引き出し:くどくど(文句を言う。言わずに引き退る)/何度(言ったか知れない。見ても飽きない)/蒸し返す(前のことを。別れ話を。折に触れて。ねちねちと)
どちらも、意外な表現から連想が広がっていくおもしろさを味わえる辞書です。ただし、言葉の意味は載っていないので、「おお、これ!」という表現をみつけたら、そしてそれが自分では使ったことのない言葉なら、再度国語辞典で確認することをおすすめします。
おもしろそうだけど、わざわざ高い辞書を買うのはちょっとなーという方は、webで使えるコロケーション辞典を使ってみてください。
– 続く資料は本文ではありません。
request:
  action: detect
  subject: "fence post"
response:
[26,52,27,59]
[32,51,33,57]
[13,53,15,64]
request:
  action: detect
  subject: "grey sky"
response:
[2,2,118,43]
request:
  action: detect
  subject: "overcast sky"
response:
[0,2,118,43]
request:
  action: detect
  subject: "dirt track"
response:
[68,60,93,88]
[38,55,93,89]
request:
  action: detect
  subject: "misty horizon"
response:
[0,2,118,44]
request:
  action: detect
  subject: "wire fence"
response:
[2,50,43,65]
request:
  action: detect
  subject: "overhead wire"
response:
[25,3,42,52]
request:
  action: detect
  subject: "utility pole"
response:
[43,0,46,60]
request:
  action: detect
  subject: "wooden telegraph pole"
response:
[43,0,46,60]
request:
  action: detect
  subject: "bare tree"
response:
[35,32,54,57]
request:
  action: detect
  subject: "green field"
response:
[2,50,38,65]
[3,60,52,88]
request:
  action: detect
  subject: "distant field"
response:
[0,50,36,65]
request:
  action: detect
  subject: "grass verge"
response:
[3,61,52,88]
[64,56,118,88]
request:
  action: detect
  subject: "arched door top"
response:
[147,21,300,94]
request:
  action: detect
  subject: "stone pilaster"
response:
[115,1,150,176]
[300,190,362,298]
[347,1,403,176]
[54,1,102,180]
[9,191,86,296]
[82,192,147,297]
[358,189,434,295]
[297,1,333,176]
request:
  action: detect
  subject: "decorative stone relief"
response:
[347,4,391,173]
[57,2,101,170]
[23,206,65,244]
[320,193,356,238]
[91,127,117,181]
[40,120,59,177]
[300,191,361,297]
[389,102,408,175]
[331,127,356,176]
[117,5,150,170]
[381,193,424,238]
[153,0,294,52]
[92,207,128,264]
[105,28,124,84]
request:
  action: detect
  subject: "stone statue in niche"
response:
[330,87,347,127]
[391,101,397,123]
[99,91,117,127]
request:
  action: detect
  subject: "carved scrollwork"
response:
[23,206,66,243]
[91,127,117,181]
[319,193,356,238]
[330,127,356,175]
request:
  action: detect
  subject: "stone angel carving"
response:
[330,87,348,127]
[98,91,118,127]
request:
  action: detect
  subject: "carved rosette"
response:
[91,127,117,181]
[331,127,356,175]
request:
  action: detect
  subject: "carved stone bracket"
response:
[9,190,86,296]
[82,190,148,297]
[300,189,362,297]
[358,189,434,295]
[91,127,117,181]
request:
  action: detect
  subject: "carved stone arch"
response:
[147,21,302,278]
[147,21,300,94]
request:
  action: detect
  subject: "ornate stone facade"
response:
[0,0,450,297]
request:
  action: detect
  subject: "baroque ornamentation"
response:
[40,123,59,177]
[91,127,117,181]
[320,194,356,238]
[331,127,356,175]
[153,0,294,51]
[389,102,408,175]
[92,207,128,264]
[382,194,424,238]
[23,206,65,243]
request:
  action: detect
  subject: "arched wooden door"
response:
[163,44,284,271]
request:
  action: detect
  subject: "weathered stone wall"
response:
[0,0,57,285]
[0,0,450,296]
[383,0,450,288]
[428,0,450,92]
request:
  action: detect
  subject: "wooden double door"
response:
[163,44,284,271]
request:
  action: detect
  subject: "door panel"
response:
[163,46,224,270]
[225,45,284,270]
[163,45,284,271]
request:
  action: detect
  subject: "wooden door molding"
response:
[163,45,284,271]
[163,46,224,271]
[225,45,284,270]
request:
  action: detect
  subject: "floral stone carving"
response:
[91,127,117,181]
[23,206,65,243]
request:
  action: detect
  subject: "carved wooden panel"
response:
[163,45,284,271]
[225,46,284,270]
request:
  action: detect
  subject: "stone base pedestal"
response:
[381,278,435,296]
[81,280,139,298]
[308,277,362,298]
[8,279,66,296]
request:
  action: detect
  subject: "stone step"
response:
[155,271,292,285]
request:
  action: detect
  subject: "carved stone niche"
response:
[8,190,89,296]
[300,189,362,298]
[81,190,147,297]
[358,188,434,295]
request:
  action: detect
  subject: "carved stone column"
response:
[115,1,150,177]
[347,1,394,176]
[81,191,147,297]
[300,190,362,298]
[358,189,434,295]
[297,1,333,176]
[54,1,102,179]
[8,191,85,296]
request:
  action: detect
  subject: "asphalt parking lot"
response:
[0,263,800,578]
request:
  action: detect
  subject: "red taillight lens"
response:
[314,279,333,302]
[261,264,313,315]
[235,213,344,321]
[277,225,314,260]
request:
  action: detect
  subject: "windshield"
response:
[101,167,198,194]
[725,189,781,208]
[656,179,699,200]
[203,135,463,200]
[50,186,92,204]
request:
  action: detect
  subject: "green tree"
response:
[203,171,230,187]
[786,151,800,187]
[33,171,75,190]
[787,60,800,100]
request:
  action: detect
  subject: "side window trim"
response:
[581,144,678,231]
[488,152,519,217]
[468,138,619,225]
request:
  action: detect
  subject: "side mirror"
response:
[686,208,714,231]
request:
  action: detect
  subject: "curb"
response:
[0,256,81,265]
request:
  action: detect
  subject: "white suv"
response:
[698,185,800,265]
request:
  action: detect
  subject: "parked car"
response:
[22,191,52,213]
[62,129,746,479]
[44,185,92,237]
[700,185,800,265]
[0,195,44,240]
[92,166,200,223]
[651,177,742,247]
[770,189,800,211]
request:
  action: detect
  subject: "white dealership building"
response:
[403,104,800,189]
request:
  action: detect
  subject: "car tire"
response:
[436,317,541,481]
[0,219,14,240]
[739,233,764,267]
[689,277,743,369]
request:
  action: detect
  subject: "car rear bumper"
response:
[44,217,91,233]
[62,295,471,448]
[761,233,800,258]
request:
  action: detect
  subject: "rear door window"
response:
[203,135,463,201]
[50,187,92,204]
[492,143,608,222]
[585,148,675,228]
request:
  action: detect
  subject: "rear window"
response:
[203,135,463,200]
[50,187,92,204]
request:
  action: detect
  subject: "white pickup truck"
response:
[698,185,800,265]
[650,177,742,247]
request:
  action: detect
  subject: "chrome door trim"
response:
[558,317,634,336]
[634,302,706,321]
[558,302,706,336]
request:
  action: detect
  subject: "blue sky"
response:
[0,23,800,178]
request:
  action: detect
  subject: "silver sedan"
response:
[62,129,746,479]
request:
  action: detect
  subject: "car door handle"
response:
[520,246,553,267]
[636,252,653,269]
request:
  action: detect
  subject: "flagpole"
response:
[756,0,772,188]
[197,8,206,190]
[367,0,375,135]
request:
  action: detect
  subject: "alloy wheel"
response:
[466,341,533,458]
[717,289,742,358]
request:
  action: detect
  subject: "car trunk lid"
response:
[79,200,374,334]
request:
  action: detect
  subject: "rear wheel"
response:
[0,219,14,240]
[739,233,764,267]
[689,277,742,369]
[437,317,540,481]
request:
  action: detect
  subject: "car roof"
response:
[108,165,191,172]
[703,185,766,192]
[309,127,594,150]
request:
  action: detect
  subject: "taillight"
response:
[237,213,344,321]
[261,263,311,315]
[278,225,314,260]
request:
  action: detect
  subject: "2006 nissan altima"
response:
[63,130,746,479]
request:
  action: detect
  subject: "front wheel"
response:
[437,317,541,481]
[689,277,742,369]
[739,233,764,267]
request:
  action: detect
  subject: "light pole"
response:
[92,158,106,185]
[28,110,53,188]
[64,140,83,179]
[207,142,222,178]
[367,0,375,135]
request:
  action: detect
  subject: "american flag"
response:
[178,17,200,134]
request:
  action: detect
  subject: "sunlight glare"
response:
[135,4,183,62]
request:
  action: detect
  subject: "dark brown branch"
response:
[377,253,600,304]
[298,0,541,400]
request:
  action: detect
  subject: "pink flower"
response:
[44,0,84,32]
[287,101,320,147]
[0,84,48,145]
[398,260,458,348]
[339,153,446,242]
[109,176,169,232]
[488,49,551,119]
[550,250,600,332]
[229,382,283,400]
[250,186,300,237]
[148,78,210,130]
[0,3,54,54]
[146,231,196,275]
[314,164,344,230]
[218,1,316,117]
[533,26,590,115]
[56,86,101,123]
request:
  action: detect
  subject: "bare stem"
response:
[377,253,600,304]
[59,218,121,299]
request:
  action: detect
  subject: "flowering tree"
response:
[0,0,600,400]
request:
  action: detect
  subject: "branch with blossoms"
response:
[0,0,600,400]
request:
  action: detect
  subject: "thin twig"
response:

国立国語研究所と文部科学省のプロジェクトが共同開発した「少納言」という「日本語コーパス」のサービスです。
少納言
https://shonagon.ninjal.ac.jp/
現在、閉鎖中で、代わりに「現代日本語書き言葉均衡コーパス検索システム」が公開されています。
現代日本語書き言葉均衡コーパス検索システムhttps://bonten.ninjal.ac.jp/bccwj/string_search
書籍や雑誌、新聞からサンプルを抽出しているので、膨大な量から探せるのですが、なぜかYahoo!知恵袋とYahoo!ブログを入れているので検索するときはチェックを外した方がいいです。ぶっちゃけノイズが増えます。
「愛する」で検索すると、こんな感じになります。
コロケーション辞典は使ってみると手放せなくなりますよ。どれもとても便利なツールで、表現をサポートしてくれる心強い相棒です。使ってみてくださいね!